Irynna and the men rode out in the cold, bickering softly with each other, Tanner siding with Irynna in almost all things just to get the rise he thrived for out of Ddun. One day Ddun really would strangle him to death.
The further they rode from the camp, the less Ddun was hers. The closer to the city, the more he belonged to the army he was raising. If they could just stop, half-way between, and forget everything else was happening—where would she fit, after they arrived, would she be brushed off and forgotten ‘til the kid popped out?
Maybe she would sleep in the castle, get over her fears like some sort of masochistic exposure therapy. It was connected with Meired, somehow, and Lauren sensed the bitch was just biding her time—and there was no question Tanner triggered the portal, that odd sensation told her so, a subtle tickle under her skin.
Something else confusing—Ddun said it was what he dreamt, and he hadn’t dreamt it since, which was a relief… It was familiar to her, too, though not because she dreamt it—she had been in it, too. Seeing it again dredged up the memory.
You’re thinking yourself in circles. She put the spindle down and stuck her head outside the cart. The air stung her face, so cold, she didn’t know how the horses were moving at all.
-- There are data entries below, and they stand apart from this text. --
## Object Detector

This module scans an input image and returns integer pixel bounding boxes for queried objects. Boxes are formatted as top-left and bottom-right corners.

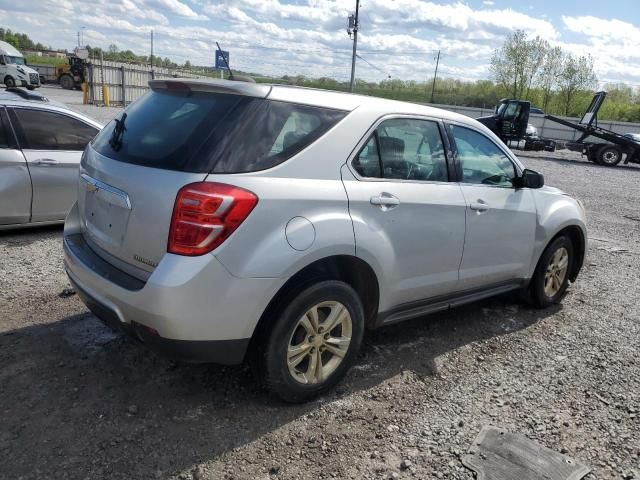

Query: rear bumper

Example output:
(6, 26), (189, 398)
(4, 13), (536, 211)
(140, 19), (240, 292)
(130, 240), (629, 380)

(64, 224), (278, 364)
(71, 280), (249, 365)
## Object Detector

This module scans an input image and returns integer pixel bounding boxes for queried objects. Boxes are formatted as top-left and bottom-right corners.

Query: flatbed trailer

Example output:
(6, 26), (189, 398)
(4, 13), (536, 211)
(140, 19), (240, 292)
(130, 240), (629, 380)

(545, 91), (640, 167)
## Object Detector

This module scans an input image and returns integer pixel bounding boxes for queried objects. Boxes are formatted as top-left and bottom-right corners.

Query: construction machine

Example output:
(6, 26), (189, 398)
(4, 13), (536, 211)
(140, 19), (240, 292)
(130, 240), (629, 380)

(56, 48), (89, 90)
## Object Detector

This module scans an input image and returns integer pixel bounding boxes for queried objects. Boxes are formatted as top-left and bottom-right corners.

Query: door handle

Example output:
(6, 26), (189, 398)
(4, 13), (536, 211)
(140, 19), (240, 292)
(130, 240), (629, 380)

(370, 192), (400, 210)
(33, 158), (58, 165)
(469, 198), (489, 213)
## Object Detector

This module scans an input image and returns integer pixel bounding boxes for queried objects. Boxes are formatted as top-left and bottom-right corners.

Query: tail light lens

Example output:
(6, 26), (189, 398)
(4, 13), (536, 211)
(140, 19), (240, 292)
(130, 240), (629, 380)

(167, 182), (258, 256)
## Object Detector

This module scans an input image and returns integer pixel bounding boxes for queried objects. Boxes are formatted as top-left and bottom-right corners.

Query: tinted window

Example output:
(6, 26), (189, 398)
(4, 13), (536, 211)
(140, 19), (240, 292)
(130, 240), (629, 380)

(0, 109), (13, 148)
(451, 125), (516, 187)
(93, 90), (345, 173)
(14, 108), (98, 151)
(354, 118), (448, 182)
(353, 135), (382, 178)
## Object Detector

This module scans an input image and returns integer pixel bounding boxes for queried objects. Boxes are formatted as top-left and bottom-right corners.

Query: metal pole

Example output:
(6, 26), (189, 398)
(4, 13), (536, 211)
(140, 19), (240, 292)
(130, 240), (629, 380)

(349, 0), (360, 93)
(150, 30), (153, 80)
(120, 65), (127, 107)
(431, 50), (440, 103)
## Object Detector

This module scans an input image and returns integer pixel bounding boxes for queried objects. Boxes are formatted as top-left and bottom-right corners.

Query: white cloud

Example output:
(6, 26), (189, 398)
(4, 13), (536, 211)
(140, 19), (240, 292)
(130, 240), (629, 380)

(0, 0), (640, 83)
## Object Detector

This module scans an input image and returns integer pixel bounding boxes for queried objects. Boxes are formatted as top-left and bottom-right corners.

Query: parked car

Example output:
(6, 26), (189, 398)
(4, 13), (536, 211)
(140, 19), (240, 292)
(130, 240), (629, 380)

(0, 89), (101, 230)
(64, 80), (587, 402)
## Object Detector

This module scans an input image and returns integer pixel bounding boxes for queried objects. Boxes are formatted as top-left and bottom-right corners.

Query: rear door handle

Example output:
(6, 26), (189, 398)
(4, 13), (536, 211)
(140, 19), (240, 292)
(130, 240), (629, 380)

(370, 192), (400, 210)
(33, 158), (58, 165)
(469, 198), (489, 213)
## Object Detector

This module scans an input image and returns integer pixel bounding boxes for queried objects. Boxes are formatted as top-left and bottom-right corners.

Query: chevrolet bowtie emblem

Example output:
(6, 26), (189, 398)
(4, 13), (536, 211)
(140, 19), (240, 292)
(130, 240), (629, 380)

(85, 183), (99, 192)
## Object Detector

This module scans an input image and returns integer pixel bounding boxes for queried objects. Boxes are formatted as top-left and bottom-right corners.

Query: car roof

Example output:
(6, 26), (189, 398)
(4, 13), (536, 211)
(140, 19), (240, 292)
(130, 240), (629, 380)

(0, 88), (103, 129)
(154, 78), (473, 124)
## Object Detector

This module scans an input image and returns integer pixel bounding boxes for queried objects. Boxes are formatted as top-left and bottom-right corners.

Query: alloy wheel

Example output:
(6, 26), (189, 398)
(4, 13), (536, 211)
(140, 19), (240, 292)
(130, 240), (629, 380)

(544, 247), (569, 298)
(286, 301), (353, 384)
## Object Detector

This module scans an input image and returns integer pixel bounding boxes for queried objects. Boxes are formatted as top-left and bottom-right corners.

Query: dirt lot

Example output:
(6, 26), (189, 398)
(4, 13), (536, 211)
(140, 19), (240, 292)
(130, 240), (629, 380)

(0, 93), (640, 479)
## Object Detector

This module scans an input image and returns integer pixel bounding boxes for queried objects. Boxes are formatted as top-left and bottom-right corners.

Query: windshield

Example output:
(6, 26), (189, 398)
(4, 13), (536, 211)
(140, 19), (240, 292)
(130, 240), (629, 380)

(4, 55), (25, 65)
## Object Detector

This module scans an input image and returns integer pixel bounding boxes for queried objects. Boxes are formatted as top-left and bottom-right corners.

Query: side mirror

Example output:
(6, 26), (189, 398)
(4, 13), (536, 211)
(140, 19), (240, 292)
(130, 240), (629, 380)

(518, 168), (544, 188)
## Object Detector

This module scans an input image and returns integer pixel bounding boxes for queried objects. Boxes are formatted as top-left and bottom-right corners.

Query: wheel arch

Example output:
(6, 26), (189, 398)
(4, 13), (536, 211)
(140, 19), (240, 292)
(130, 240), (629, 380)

(248, 255), (380, 354)
(536, 225), (587, 282)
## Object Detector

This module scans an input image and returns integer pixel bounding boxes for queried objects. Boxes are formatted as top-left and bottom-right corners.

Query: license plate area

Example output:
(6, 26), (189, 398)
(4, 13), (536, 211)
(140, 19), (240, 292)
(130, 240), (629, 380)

(81, 175), (131, 247)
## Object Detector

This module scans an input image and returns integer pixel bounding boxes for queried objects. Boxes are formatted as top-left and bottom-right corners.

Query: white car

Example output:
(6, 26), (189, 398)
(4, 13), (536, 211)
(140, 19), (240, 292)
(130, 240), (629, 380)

(0, 89), (102, 230)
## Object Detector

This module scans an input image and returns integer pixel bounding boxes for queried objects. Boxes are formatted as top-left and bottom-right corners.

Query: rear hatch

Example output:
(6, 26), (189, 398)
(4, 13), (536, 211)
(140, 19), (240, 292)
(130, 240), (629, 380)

(78, 80), (345, 279)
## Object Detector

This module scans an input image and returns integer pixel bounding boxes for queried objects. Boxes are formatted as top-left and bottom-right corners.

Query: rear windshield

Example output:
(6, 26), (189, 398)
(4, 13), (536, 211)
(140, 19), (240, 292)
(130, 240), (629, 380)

(93, 91), (346, 173)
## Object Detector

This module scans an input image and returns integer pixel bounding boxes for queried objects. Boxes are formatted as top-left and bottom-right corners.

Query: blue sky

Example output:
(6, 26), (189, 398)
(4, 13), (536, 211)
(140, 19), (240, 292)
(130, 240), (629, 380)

(0, 0), (640, 87)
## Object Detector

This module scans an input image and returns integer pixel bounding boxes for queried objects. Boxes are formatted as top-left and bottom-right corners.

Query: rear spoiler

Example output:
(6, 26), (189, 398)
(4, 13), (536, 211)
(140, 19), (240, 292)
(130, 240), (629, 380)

(149, 78), (271, 98)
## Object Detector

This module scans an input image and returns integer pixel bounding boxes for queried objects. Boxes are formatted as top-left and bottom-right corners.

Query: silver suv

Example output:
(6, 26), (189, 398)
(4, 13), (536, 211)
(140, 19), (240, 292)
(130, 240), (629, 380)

(64, 80), (586, 402)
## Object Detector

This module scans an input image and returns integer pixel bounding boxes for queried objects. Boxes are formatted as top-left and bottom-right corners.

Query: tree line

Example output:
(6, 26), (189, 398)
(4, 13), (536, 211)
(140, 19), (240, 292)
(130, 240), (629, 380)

(491, 30), (598, 115)
(6, 28), (640, 122)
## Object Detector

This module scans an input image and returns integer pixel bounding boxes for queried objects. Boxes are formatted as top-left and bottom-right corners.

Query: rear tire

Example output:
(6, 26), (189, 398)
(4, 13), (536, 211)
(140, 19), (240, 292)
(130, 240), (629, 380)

(598, 145), (622, 167)
(255, 280), (364, 403)
(521, 236), (574, 308)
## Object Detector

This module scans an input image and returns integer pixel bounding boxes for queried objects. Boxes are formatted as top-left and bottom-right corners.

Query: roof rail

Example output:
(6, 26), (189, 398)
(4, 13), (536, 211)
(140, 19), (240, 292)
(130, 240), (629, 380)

(7, 87), (49, 102)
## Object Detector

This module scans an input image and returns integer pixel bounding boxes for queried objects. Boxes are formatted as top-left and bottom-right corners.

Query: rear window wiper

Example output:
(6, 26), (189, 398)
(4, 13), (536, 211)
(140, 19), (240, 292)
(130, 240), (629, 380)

(109, 113), (127, 152)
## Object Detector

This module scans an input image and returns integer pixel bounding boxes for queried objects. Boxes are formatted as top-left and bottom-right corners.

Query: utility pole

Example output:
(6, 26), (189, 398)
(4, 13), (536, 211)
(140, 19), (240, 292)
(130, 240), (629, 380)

(150, 30), (153, 80)
(431, 50), (440, 103)
(347, 0), (360, 93)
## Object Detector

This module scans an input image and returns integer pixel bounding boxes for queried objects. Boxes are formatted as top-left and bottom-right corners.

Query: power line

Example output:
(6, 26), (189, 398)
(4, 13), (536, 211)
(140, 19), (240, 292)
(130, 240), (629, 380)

(356, 53), (391, 78)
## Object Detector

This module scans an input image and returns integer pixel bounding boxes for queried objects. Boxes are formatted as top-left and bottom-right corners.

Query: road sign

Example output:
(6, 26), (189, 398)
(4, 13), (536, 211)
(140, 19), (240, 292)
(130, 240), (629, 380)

(216, 50), (231, 70)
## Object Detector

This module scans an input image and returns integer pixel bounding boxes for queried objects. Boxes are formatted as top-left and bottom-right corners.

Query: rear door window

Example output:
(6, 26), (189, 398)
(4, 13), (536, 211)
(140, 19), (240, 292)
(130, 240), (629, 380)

(93, 90), (346, 173)
(352, 118), (449, 182)
(13, 108), (98, 151)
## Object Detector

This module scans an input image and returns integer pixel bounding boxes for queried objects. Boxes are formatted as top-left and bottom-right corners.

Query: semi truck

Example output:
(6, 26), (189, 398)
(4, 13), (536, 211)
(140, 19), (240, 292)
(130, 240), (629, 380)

(0, 41), (40, 90)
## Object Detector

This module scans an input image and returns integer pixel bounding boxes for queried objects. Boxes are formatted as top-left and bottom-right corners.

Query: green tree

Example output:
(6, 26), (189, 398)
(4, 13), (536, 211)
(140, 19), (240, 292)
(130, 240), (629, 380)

(558, 54), (598, 115)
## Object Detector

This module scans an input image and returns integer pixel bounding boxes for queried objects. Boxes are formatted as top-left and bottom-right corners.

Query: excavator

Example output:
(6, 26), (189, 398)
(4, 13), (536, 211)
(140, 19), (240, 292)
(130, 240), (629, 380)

(476, 98), (556, 152)
(56, 48), (89, 90)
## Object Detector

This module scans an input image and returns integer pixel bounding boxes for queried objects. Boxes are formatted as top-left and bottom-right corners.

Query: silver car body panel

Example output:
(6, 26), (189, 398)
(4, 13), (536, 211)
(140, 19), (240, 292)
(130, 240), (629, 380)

(0, 148), (31, 226)
(65, 81), (586, 362)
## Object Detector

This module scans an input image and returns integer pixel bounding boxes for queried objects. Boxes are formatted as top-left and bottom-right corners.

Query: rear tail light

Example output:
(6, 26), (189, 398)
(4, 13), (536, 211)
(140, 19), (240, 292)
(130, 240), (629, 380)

(167, 182), (258, 256)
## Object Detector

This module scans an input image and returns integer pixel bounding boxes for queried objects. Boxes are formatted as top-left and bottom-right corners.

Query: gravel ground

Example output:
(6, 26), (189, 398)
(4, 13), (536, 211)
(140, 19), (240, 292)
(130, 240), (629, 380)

(0, 89), (640, 480)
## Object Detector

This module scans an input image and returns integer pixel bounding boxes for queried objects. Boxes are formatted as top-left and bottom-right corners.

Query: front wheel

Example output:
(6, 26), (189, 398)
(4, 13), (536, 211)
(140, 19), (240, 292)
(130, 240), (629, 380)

(256, 280), (364, 403)
(526, 236), (574, 308)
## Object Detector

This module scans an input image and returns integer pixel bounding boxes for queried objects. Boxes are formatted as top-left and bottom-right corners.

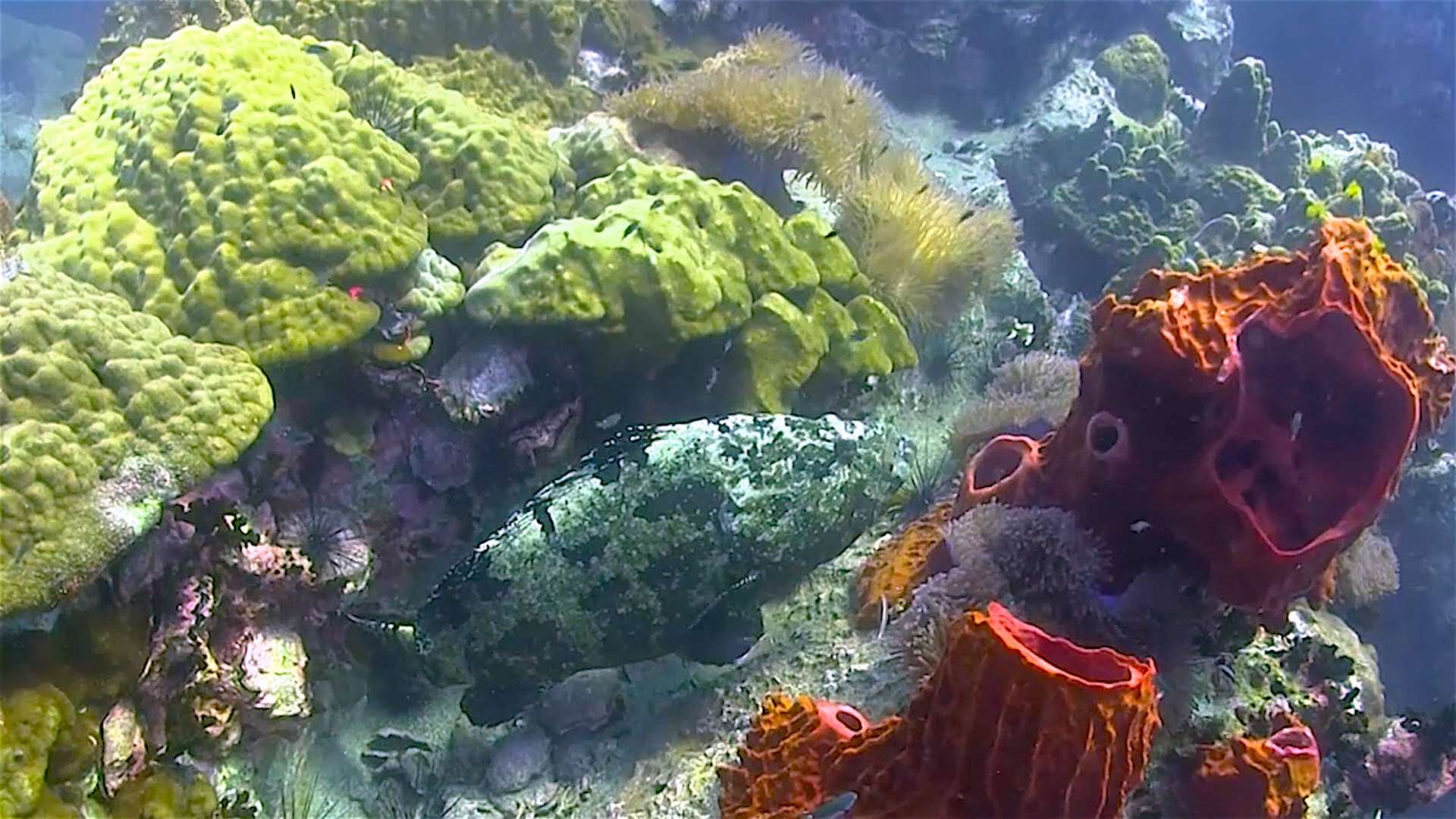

Tanner climbed back into the cart, had a sound sleep leaned against cargo. His right arm in a sling, his dominant hand—it would hamper his ability to fight—he might not have to, not until he was healed at any rate, and that might buy him some time if Meired’s horde appeared at Kaddusk’s doorstep… And Lauren knew there was a horde. She just knew. Maybe they’d arrive at Kaddusk and have to hop from the cart swords swinging. She hated that she was always able to imagine the most unlikely, and horrific, scenarios.
You’re thinking again.
Uneventful days passed until the tents and city smoke loomed, the frozen lake and blue-hazed mountains the prettiest part. Sharing Ddun’s horse, her arms tightened at his waist and eyes widened at how sprawled the place had become since she left. The population had exploded, and Ddun had been the one elected to run it… No wonder he snapped and ran. He was a fighter, not a bureaucrat. Even as she wondered at how the place could support so many, more were riding in, glancing curiously as they passed (especially at Irynna, who went nowhere without her falcon and dressed like a man.)
Yol was perched up on a lovely stick and happy to be there.
Lauren felt the baby quicken, a sprite little flutter, and she retreated back into the cart to relax. She slept until the sounds of the capital were too loud to ignore, men shouting in rhythm as they practised efficient methods of killing, their cart stopped for Ddun to come in and talk with her.
“I have to go on ahead. Tanner, you’ll be with me. We have to find Rudda and Borga and talk with the elders at the castle. You well enough?”
“Give me some of that bark and I’ll go wherever you want.”
“Behind you in the satchel. Lauren, you’ll be taken to my tent first, you’ll stay there until I get back. Alright?”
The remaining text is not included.